Así de metafísico caminaba aquel martes de vuelta a casa tras una mañana anodina, un mediodía insignificante y un comienzo de tarde insípido. A la señorita Scalone le había dado por enseñarnos unas nociones teóricas de perspectiva; ¡teóricas! ¿A quién se le ocurre? Desde luego, la mágica hora de dibujo matinal se había desvanecido entre aburridas explicaciones, lo mismo que la clase de Historia, en la que Campbell se había liado a diseccionar no sé qué artículo de la Constitución. La señora Elliot, que un par de días antes me había impresionado con la descripción de una enfermedad llamada anorexia, se empeñó en revolver el concepto de «estadística» para que no nos tomáramos muy en serio los porcentajes de las encuestas, o sí, que al final no me enteré muy bien. La hora de estudio, como siempre, no contribuyó a animar las expectativas, Nealon estaba francamente bajo de energía y Castronovo en su línea habitual.
Caminaba hacia casa pensando que, si el resto de mi vida fuera igual de emocionante, el suicidio era una opción a tener en cuenta. Deseaba llegar al salón, empantanarme con la MTV —llevaba tiempo queriendo ver otra vez el 1999 de Prince que reponían esos días—, acostarme pronto y despertar al día siguiente con motivos más luminosos para vivir. De pronto —siempre ocurre de pronto, incluso en California— empezó a llover como si el cielo quisiera ponerme alguna desgracia en el camino para animar el encefalograma plano del día, pero ni por ésas, porque ya estaba llegando a Carpet Drive y, además, la lluvia tampoco era muy copiosa, ni siquiera pertinaz, era una lluviecita de pacotilla que ni siquiera se podía catalogar de putada.
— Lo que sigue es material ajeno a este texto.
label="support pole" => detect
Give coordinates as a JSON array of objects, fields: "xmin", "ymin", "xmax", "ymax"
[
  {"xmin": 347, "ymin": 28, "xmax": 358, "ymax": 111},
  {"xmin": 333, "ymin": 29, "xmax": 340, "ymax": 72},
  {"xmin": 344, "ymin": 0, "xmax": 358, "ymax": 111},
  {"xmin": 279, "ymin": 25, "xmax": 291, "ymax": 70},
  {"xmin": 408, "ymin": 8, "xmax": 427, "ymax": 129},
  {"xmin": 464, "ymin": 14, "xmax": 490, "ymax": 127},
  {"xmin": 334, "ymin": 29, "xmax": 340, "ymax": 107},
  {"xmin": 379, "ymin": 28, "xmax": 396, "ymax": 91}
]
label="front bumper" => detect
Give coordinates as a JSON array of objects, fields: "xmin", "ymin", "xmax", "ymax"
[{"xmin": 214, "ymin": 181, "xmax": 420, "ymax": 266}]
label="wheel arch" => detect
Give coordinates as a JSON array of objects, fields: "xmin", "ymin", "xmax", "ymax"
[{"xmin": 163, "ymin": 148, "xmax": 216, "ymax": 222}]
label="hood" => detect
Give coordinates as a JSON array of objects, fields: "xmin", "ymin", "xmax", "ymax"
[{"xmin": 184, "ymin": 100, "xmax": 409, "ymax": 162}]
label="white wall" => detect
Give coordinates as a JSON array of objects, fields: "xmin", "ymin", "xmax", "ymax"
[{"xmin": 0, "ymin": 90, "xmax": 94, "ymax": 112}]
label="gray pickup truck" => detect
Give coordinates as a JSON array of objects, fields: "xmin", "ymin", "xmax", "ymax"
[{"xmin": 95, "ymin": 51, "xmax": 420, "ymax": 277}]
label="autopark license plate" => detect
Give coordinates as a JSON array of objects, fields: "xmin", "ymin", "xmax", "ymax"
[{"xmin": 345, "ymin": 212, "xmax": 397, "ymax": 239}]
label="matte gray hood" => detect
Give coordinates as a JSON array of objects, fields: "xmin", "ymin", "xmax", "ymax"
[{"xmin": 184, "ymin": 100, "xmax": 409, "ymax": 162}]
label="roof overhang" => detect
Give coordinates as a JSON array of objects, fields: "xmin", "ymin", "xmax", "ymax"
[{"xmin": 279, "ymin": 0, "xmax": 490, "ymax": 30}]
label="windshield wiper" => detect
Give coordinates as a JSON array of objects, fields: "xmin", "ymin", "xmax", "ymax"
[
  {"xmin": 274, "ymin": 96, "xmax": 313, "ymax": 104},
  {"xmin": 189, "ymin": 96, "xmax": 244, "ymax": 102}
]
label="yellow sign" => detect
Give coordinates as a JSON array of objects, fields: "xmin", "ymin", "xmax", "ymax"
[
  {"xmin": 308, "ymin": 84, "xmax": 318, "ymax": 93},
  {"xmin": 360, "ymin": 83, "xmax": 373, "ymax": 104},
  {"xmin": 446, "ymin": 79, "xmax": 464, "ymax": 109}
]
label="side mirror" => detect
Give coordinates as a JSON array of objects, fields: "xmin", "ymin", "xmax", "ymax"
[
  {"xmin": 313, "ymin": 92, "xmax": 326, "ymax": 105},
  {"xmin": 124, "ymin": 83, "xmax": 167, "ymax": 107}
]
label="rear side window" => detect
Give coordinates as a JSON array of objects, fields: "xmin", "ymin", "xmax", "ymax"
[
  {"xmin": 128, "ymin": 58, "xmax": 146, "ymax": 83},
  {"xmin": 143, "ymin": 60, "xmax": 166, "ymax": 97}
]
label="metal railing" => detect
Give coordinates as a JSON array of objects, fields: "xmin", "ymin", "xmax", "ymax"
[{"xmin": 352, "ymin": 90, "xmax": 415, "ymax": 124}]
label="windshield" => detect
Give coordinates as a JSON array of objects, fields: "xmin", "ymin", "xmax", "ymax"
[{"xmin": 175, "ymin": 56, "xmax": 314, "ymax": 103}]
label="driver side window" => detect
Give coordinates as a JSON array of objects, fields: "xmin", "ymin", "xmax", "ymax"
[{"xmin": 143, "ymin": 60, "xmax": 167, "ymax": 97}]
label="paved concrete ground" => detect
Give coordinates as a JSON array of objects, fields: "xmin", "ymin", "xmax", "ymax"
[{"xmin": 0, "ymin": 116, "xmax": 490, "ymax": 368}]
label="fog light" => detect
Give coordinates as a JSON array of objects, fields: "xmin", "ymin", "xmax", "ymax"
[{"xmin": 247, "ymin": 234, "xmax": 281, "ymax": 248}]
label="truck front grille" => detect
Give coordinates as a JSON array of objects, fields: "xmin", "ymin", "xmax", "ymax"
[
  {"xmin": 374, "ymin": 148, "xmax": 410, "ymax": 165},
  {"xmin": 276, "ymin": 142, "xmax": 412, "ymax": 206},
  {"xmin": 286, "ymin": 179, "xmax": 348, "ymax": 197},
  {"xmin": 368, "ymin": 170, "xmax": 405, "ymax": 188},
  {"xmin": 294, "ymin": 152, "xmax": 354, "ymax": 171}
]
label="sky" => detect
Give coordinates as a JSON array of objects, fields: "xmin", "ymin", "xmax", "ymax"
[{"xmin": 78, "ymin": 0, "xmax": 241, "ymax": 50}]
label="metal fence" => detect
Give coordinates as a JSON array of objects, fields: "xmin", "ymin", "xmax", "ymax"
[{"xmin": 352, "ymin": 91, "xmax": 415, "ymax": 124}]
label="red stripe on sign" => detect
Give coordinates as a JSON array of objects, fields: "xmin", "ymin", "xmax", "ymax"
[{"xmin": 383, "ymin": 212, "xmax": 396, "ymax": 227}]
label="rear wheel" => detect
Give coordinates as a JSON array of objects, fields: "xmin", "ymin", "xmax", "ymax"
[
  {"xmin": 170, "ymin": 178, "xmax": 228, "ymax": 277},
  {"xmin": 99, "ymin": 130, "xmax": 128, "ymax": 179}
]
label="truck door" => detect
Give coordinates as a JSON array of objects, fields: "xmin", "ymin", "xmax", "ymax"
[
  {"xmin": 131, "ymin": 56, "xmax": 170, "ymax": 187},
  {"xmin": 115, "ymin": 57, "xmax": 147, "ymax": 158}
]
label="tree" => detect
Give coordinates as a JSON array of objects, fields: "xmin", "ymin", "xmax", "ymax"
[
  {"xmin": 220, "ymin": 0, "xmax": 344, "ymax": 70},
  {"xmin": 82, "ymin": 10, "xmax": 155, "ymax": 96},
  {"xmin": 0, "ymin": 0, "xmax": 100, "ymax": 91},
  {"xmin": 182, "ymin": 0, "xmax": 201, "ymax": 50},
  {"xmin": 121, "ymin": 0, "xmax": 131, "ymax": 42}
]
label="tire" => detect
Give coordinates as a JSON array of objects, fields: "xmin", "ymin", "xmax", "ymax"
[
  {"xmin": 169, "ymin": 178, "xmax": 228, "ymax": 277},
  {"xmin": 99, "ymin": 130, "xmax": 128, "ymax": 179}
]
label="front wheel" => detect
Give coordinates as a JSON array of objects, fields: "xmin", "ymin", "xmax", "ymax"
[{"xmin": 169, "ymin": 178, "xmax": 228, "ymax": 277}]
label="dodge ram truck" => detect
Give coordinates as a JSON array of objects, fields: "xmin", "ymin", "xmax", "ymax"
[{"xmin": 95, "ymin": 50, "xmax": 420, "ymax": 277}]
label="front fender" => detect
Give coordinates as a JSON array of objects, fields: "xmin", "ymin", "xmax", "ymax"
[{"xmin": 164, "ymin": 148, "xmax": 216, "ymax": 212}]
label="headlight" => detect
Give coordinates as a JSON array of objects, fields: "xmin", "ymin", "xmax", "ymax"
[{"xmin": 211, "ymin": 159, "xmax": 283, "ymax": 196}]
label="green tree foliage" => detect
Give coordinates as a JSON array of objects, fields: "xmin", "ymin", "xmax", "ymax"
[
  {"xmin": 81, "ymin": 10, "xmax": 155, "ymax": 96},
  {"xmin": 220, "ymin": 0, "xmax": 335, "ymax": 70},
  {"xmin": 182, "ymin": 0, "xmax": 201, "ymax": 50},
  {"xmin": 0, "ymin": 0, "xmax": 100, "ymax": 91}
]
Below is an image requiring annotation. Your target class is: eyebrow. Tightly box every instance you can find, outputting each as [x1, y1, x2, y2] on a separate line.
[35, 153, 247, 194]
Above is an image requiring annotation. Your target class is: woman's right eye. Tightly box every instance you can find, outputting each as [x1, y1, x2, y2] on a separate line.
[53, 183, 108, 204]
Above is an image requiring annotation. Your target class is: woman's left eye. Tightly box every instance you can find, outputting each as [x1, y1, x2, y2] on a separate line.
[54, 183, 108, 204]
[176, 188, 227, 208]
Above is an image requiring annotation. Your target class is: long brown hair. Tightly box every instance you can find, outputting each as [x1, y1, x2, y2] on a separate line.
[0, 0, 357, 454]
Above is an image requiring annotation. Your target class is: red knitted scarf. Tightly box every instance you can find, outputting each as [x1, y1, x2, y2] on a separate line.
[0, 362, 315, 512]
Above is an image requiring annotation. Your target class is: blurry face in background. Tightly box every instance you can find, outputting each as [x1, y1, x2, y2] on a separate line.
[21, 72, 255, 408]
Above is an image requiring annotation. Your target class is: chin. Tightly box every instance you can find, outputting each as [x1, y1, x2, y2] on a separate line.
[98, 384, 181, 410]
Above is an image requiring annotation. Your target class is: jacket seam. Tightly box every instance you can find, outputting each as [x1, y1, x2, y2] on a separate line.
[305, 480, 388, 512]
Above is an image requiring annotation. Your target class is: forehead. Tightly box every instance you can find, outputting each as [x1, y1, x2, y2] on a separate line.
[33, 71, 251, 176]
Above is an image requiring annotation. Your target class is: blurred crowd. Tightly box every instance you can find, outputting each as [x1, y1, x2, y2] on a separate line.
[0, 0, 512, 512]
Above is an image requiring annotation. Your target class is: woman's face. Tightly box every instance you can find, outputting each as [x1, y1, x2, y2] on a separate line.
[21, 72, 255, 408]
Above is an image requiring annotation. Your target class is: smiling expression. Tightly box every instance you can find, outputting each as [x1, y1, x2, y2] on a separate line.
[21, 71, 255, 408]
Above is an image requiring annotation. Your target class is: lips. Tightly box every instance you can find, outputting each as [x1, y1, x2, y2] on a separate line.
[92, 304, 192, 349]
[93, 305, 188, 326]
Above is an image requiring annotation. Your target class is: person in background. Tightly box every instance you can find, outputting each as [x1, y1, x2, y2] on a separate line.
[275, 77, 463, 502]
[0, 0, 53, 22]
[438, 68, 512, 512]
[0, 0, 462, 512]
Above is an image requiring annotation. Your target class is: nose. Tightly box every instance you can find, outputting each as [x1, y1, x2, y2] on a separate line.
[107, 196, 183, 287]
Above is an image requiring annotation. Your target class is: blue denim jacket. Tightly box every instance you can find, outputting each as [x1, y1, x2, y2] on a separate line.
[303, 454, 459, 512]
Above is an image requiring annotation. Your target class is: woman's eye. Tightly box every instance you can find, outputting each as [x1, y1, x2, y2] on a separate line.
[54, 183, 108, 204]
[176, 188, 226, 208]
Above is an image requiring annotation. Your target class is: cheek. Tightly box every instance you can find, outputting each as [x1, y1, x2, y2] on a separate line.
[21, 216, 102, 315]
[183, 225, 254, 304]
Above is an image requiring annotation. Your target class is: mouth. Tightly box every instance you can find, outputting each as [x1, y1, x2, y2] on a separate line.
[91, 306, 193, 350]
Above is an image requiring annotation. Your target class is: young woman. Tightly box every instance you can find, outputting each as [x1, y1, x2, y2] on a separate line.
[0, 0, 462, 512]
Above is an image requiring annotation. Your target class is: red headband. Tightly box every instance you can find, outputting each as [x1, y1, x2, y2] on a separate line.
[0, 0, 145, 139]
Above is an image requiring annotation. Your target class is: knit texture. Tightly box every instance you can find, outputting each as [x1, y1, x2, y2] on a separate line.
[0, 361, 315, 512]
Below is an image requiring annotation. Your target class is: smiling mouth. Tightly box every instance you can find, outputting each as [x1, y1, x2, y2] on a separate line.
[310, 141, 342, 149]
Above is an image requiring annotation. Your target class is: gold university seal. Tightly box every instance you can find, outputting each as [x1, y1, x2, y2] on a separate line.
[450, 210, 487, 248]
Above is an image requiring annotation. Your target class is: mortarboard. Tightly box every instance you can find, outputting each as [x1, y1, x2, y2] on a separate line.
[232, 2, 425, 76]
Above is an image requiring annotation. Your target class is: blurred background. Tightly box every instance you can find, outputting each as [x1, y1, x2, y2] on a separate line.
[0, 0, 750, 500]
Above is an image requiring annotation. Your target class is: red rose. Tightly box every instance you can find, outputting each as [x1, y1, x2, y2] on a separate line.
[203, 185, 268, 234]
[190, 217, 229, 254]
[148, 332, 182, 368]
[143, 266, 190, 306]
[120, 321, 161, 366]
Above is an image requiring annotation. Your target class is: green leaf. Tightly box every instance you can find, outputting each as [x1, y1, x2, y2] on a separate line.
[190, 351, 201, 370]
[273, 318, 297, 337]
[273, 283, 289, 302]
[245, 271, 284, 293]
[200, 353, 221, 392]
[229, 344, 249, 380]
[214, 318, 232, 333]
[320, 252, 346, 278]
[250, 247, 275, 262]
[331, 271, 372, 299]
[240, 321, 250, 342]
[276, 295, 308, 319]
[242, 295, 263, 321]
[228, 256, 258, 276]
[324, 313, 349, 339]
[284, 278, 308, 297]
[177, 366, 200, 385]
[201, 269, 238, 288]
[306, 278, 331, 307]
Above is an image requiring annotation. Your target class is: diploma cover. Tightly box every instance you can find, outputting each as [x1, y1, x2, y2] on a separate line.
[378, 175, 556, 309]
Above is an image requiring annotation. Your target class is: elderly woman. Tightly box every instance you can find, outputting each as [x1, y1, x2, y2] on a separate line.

Claro que, como decía Danson en sus arranques de infundado optimismo, no hay que dar un partido por terminado hasta el pitido final.
Me sorprendió ver el BMW de Lori en la entrada de casa. Era muy raro que en un día entre semana apareciera por allí, con lo atareada que andaba en el trabajo. Con cierto mosqueo y mucha precaución, aparté la mosquitera, abrí la puerta y sentí cómo un pedazo de tragedia, denso y opaco, aprovechaba la abertura para salir a mojarse. Pude oír unos sollozos interrumpidos abruptamente, al mismo tiempo que el clic de la pletina del equipo de música detenía el discurso de una voz metalizada.
—¿Phil? ¿Eres tú? —preguntó Lori desde el salón con un hilo de voz.
Si el ambiente no era bueno de antemano, la pregunta venía a confirmar mis peores sospechas; Phil jamás llegaba a casa a esas horas, la demanda de Lori era en realidad un ruego, un deseo, un anhelo. Yo no pintaba nada allí y lo que era peor, ya me habían oído, no podía cerrar la puerta desde fuera y desandar el camino.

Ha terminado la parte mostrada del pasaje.